The central cell divides transversely to form an upper primary neck canal cell and divides to form 2-neck canal nuclei and generally, this division is not accompanied by wall formation resulting in a binucleate neck canal cell. The primary venter cell divides transversely to produce a large egg and a small ventral canal cell,

Fertilization

At maturity, the cell wall of the lower tier of neck cells becomes thick-walled and cutinized. The apical tier, however, breaks away in presence of water and the mucilaginous contents of the neck cells are released. Thus, a free passage is formed for the entry of the antherozoid.

Fertilization is accomplished by the union of a multi-flagellate sperm and eggs resulting in the formation of a diploid zygote.

1. Development of Antheridium
2. Development of Archegonium
3. Fertilization
4. Development of sporophyte (the first call is zygote)

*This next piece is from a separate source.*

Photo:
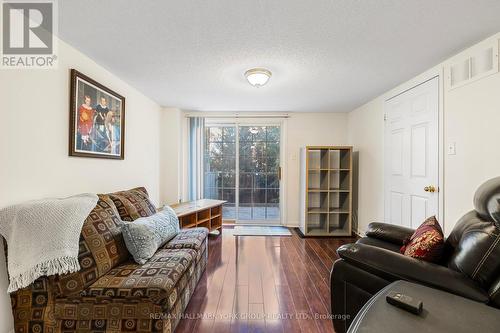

New sporophyte developing from embryo

The diploid zygote is the mother cell of the sporophytic generation. The first division of the zygote is transverse, forming an outer epibasal cell (directed towards the neck of the archegonium) and an inner hypobasal cell (directed towards the base of the archegonium).

The apical epibasal cell ultimately gives rise to the sporophytic branch system (aerial and underground), while the lower hypobasal cell produces the foot.

This type of embryogeny where the shoot-forming apical cell is directed outward (towards the neck of the archegonium) is called exoscopic mode of embryo development.

The foot anchors the young sporophyte securely to the gametophyte and absorbs nutrients until the sporophyte becomes physiologically independent.